In its latest round, the International Monetary Fund (IMF) forecast for US real GDP is 1.2% higher by 2020 than in a projection without the latest tax policy changes. The US growth forecast has been raised from 2.3% to 2.7% in 2018, and from 1.9% to 2.5% in 2019. The IMF estimates US economic growth at 1.5% in 2016 and 2.3% in 2017.
The US light vehicle market has topped out at over 17m units, dipping slightly in 2017 – which was the third year in a row of sales above 17m units. Analysts predict that the market is heading for a further dip in 2018. The latest forecasts point to a continued ‘soft landing’ for the car market as the US economy continues to show good growth, but with interest rates low and employment levels high.
However, the latest economic projections from the IMF come with the caveat that the US trade deficit will widen as higher demand sucks in imports. That could create consternation in The White House and up the stakes on potential trade conflict with other countries (this week the US imposed tariffs impacting white goods and components – mainly imported from China and South Korea).
The IMF also warns that pressures to tackle the yawing federal deficit will grow in the 2020s and that due to the temporary nature of some of its provisions, the tax policy package is projected to lower growth for a few years from 2022 onwards.
NADA forecasts a market of 16.7m light vehicle sales in 2018, a level that it views as indicative of a stable, healthy market for new vehicles.
“We are looking at a stable market where demand – particularly for light trucks, SUVs and crossovers – continues to be very healthy,” says NADA Chairman Mark Scarpelli.
However, according to NADA senior economist Patrick Manzi, rising used car sales could put pressure on the new vehicle market this year. NADA forecasts that new car dealerships will retail 15.3m used vehicles in 2018, compared to an expected 15.1m used sales in 2017. The total used vehicle market will exceed 40m retail sales in 2018.
“The influx of off-lease vehicles returning to dealerships is likely to put pressure on new vehicle sales,” Manzi maintains. “However, the mix of these late-model vehicles will favour light trucks more than past years and should be more in line with present consumer demand.”

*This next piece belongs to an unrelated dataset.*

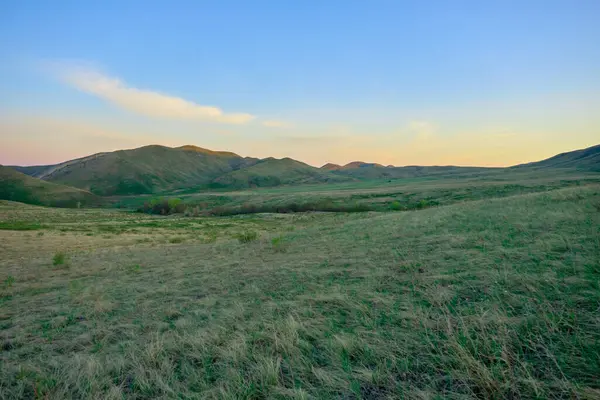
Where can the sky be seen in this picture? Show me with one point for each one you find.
(489, 83)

LMC Automotive forecasts total light vehicle sales at just under 17m units in 2018 – a decline of around 1%. Jeff Schuster, senior vice president of forecasting at LMC Automotive, highlights the continued popularity of SUVs. “The SUV reign will continue for the forseeable future,” he says. “SUVs are expected to account for 50% of new model activity in 2018, which will help push the share of total sales to 45% and continue the segment’s volume growth, even as the total market is projected to contract further in 2018.”

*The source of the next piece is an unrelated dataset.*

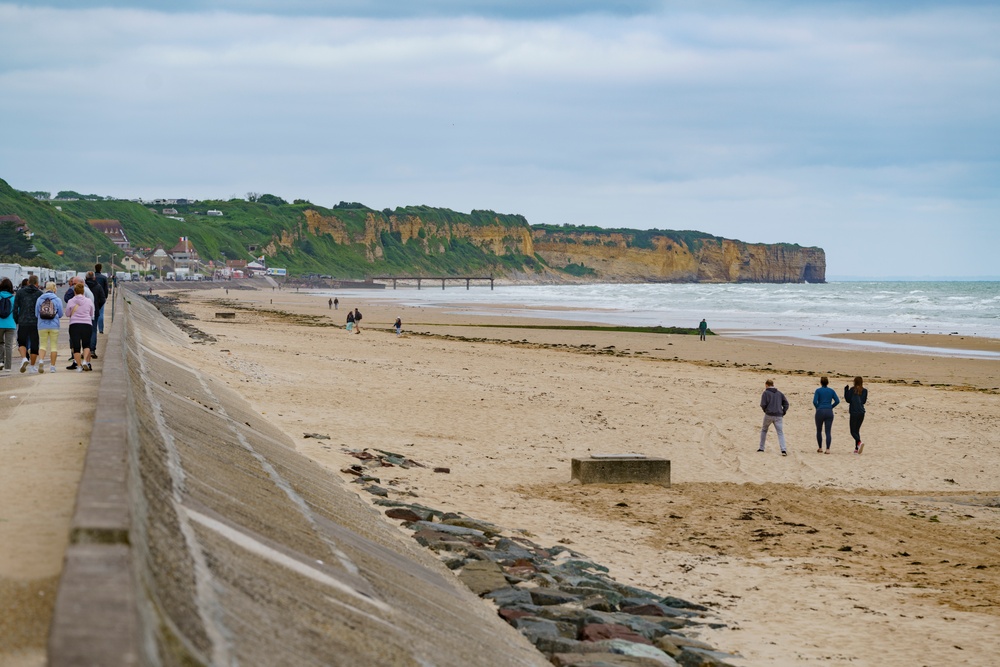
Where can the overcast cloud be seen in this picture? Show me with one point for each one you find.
(875, 135)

Some analysts also note that new model launch activity is set to spike in 2018, with a focus on light trucks and that will support demand. Pickups such as the new Ford Ranger and GM’s Chevrolet Silverado and GMC Sierra are giving a boost to that segment.

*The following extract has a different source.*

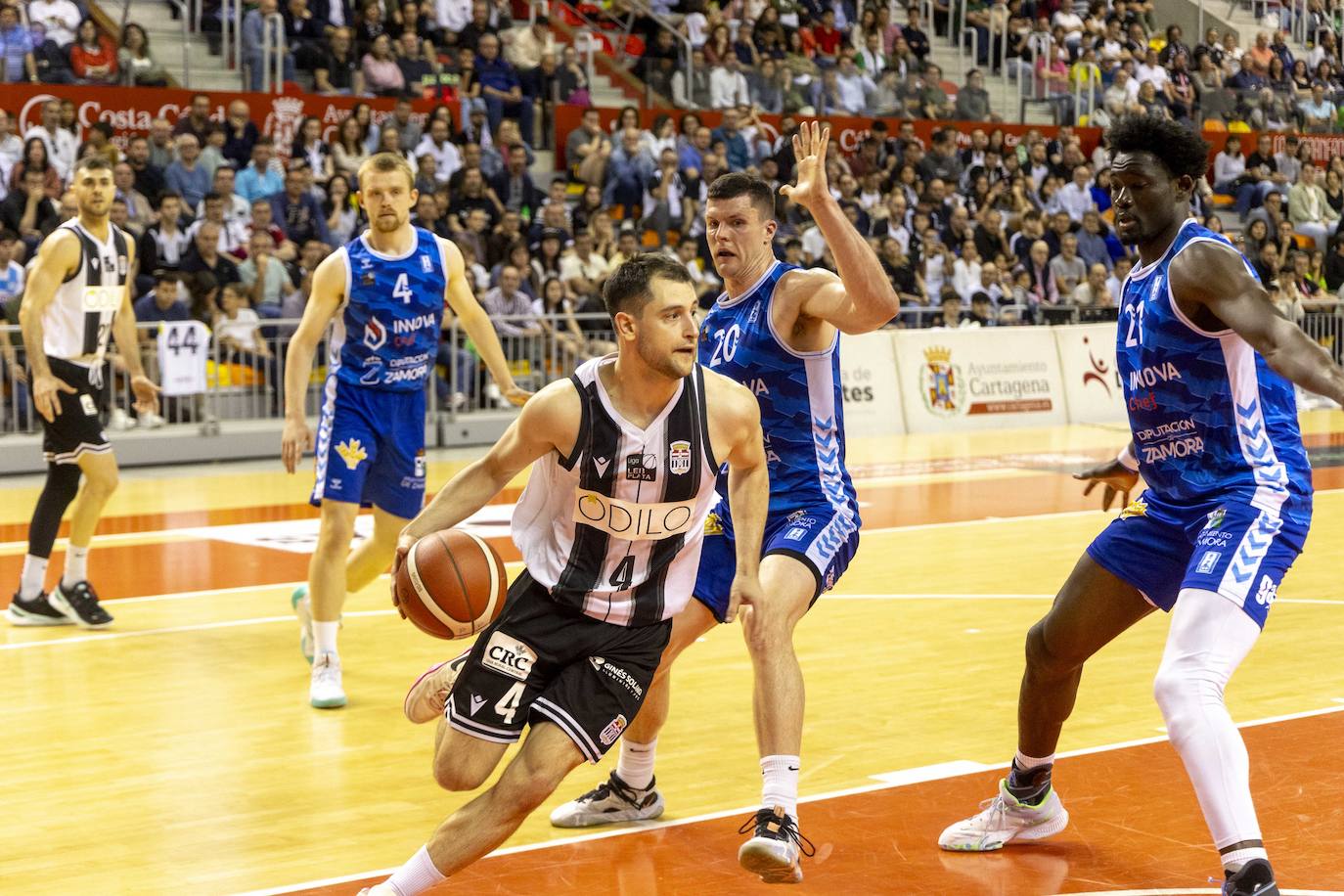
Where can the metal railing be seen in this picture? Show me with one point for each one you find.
(273, 54)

Fitch Ratings has said it expects US new vehicle sales to drop slightly in 2018, to around 16.8m units, a level which it also said ‘could weigh a bit’ on General Motors and Ford because of the importance of their home sales on their earnings performance.
The general consensus that the satiated US market is heading for gentle decline in 2018 also comes with the warning from some analysts that the plateauing of overall demand raises concerns over the levels of incentives driving retail sales. just-auto US market analyst Bill Cawthon notes that while estimated average transaction prices rose to new records last year, incentive spending cut deeply into those prices. It took some generous year-end deals and large amounts of cash on the hood to move the metal in 2017. ALG estimated that incentives averaged about 11.2% of the suggested retail price in December.
Analysts at Edmunds have warned that the flat US market could lead to an incentives war in 2018. “Sales are still strong historically, but 2017 will mark the first down year for the auto industry since 2009,” says Jessica Caldwell, Edmunds executive director of industry analysis. “With sales tapering off, we could be in for a high-stakes incentive war in 2018 as automakers and dealers fight for consumers in a smaller and highly saturated market.”